Green Party Human Rights Spokesperson Keith Locke is calling for the Government to withdraw the Terrorism Suppression Amendment Bill, currently before Parliament, in the light of the forthcoming Law Commission review of the 2002 Terrorism Suppression Act.
“It would be quite wrong to go ahead with the amending bill when the whole Act, which the Solicitor General has called ‘incoherent’ is to be reviewed by the Law Commission,” Mr Locke says.
“This is not a Bill which just makes a few technical changes. Previously, the Act criminalised the financing, recruiting for, or participating in, a terrorist group.
“The amending bill introduces a whole new crime, actually carrying out a terrorist act, at the very time when the definition of terrorism in the original Act is extremely controversial, and will be studied closely by the Law Commission.
“It would be dangerous to pass the Bill and give Police the opportunity to apply this new ‘terrorist act’ provision before the review of the original Act is completed.
“It is also risky, right now, to pass a Bill that removes the current Act’s ‘comfort clause’ for legitimate protesters, under which a previous generation of New Zealanders supported the likes of the African National Congress, now South Africa’s ruling party. The amended Bill aims to take away the defence that funds are being sent to an alleged terrorist group ‘for the purpose of advocating democratic government, or the protection of human rights.’
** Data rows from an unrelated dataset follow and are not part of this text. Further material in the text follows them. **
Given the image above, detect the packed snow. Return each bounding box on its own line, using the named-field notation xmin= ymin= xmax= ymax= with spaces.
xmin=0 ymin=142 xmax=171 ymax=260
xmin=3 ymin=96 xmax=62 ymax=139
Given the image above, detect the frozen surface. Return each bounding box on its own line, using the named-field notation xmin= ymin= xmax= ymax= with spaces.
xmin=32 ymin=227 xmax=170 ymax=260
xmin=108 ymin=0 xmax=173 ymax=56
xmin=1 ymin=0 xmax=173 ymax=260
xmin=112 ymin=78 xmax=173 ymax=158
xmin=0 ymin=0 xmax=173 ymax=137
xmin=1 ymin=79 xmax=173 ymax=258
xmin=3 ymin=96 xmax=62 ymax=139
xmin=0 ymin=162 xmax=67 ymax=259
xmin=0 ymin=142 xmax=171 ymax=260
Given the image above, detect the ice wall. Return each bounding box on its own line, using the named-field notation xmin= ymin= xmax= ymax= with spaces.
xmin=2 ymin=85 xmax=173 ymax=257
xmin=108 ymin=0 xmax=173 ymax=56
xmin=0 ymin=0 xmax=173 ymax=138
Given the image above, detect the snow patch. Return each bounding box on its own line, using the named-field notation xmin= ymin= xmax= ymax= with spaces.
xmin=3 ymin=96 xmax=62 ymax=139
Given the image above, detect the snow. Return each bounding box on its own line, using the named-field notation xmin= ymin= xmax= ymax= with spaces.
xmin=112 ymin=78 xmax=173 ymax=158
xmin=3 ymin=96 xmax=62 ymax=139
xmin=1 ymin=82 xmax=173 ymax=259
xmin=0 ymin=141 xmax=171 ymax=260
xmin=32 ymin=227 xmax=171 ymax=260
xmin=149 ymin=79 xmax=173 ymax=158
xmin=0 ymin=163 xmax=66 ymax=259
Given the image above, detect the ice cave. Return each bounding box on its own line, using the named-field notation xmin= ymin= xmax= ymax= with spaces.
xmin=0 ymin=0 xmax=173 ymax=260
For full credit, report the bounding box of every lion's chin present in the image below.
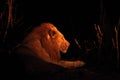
[60,49,68,54]
[61,46,69,54]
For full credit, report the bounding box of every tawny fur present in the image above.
[22,22,85,69]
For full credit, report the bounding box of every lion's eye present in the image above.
[48,30,56,38]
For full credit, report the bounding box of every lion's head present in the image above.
[23,22,70,61]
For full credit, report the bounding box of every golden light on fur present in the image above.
[22,22,85,69]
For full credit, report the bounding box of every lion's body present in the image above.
[21,22,85,69]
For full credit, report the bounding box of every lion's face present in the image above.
[53,29,70,53]
[39,23,70,54]
[49,27,70,53]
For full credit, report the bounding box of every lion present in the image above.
[22,22,85,69]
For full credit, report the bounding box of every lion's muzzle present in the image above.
[61,39,70,53]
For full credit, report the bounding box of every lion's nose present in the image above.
[66,40,70,47]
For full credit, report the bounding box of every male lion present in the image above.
[17,22,85,69]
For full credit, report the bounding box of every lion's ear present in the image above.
[48,29,57,38]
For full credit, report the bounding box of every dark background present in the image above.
[0,0,120,79]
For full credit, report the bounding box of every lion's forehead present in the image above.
[50,26,64,36]
[41,23,56,29]
[51,26,57,31]
[38,23,66,40]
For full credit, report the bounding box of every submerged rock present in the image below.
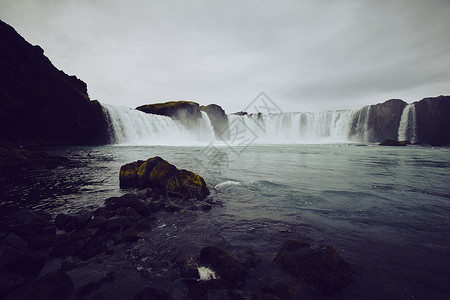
[273,240,354,296]
[119,156,210,200]
[379,139,408,146]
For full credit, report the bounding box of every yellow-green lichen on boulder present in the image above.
[119,156,209,200]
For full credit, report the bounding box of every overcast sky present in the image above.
[1,0,450,113]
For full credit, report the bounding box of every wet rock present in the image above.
[61,258,88,272]
[181,256,200,279]
[379,139,408,146]
[240,249,262,269]
[77,270,115,296]
[105,216,132,231]
[2,209,54,237]
[55,210,92,232]
[131,287,174,300]
[5,269,76,300]
[119,156,210,200]
[85,215,107,229]
[0,244,44,276]
[199,246,247,285]
[105,193,152,216]
[273,240,354,296]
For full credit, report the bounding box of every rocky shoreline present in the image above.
[0,156,355,300]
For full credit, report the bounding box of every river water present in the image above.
[1,143,449,299]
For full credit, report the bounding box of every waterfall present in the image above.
[101,104,375,145]
[349,106,371,142]
[227,110,356,144]
[102,104,215,145]
[398,104,417,142]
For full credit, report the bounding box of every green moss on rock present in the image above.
[119,156,209,200]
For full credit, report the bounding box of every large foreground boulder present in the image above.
[119,156,209,200]
[273,240,354,296]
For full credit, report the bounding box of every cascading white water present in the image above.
[398,104,417,143]
[102,104,215,145]
[350,105,371,142]
[102,104,371,145]
[227,110,356,144]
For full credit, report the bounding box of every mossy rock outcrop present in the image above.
[119,156,209,200]
[273,240,354,296]
[136,101,202,120]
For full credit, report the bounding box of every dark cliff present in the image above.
[367,99,407,142]
[0,20,110,146]
[415,95,450,145]
[200,104,229,139]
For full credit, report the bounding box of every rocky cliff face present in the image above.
[367,99,407,142]
[200,104,229,139]
[0,20,110,146]
[415,95,450,145]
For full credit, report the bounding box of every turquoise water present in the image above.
[1,144,449,299]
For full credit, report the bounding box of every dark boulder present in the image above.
[0,20,110,146]
[5,269,76,300]
[55,210,92,232]
[199,246,247,285]
[379,139,408,146]
[200,104,229,139]
[132,287,173,300]
[273,240,354,296]
[119,156,209,200]
[104,193,152,216]
[415,95,450,145]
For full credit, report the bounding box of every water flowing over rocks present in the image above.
[0,20,110,146]
[200,104,229,139]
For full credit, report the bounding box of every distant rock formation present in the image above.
[0,20,110,146]
[367,99,407,142]
[200,104,229,139]
[136,101,202,120]
[414,95,450,145]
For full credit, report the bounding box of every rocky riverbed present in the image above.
[0,153,354,300]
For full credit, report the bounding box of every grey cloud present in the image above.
[1,0,449,113]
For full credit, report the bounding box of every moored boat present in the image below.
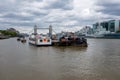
[21,38,26,43]
[29,25,52,46]
[29,34,52,46]
[17,37,21,41]
[58,36,87,47]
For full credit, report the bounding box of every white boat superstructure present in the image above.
[29,34,52,46]
[29,25,52,46]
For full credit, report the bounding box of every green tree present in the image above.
[0,30,17,37]
[116,30,120,33]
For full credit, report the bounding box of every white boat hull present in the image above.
[29,39,52,46]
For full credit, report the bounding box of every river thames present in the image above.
[0,38,120,80]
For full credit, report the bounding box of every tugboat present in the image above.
[21,37,26,43]
[17,37,21,41]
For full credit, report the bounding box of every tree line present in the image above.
[0,30,18,37]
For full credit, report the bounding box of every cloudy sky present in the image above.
[0,0,120,33]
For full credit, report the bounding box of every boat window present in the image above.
[40,40,42,42]
[47,40,50,42]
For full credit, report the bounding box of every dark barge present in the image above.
[52,37,87,47]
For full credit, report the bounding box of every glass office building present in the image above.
[93,20,120,33]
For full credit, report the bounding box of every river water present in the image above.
[0,38,120,80]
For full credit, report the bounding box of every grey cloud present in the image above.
[28,10,48,17]
[0,0,22,13]
[96,1,120,16]
[31,12,47,16]
[0,0,74,30]
[25,0,43,2]
[1,13,34,21]
[0,20,34,27]
[44,0,73,10]
[1,0,114,32]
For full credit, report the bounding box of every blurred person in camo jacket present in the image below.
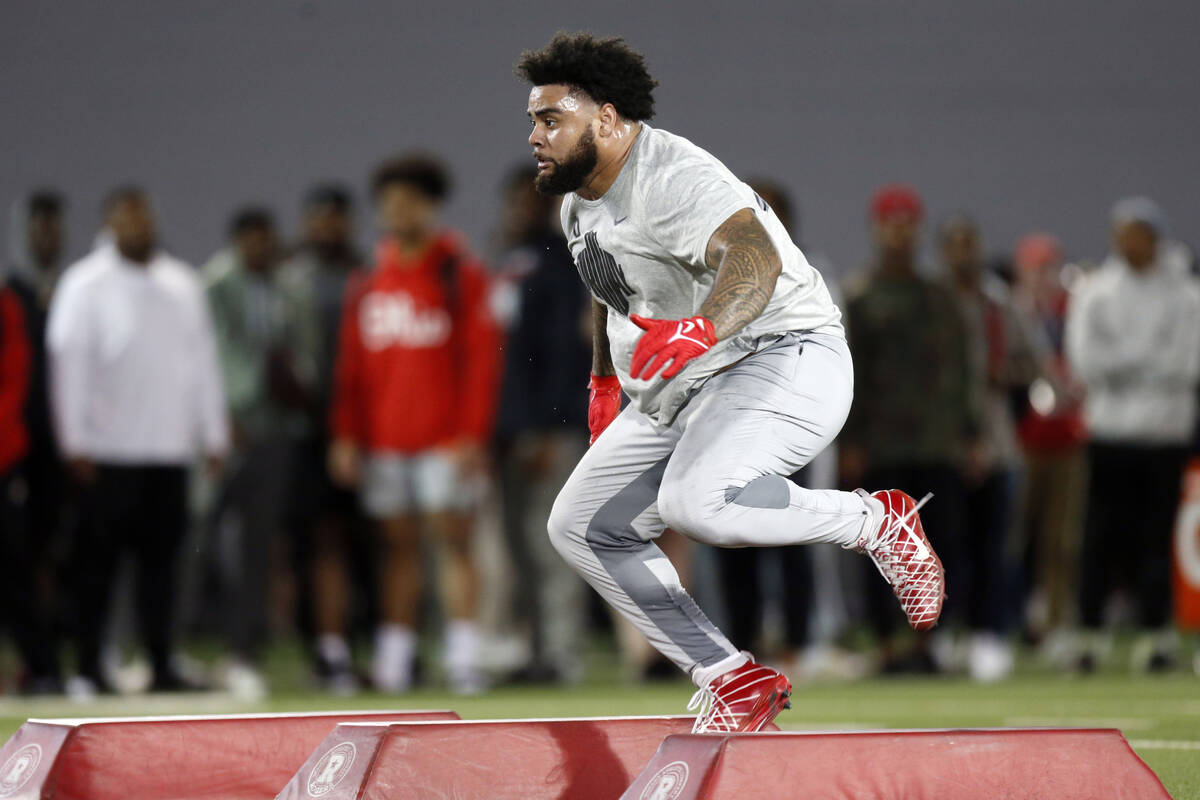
[328,154,502,694]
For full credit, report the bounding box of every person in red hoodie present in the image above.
[0,279,52,692]
[329,154,501,694]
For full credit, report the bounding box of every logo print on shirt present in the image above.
[576,231,635,315]
[360,291,452,350]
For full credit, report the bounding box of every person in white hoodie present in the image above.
[47,186,229,692]
[1065,196,1200,671]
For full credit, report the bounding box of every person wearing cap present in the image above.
[1010,234,1088,655]
[842,184,979,673]
[1066,197,1200,672]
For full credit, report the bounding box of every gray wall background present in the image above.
[2,0,1196,273]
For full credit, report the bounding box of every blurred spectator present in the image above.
[204,207,301,697]
[1011,233,1087,650]
[277,185,366,692]
[491,164,590,684]
[47,186,229,694]
[1,276,59,693]
[329,155,502,693]
[710,179,835,676]
[1066,197,1200,671]
[3,190,67,692]
[940,214,1038,681]
[842,184,976,672]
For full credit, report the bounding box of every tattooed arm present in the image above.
[591,298,616,376]
[698,208,783,340]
“The Government’s reason for rushing through the Bill is entirely without foundation. Both Dr Cullen and Mr Peters have said it is needed in order to renew the designations of terrorist entities from the UN list — which are due to expire in December.
“In fact, the original Act provides an identical process for renewal, except that the amending Bill shifts the responsibility from the High Court to the Prime Minister. The renewals could be processed very quickly as almost all the entities to be processed are Al Qaeda and Taliban groups listed by the United Nations, and under our Act the evidence from the UN is deemed to be ‘sufficient’ if there is no evidence to the contrary. It is unlikely the Government possesses significant evidence that contradicts the UN.
“It would be wise for the Government to listen closely this time. It was the Government’s refusal to take heed of my warnings back in 2002 that has led to this debacle around the Terrorism Suppression Act,” Mr Locke says.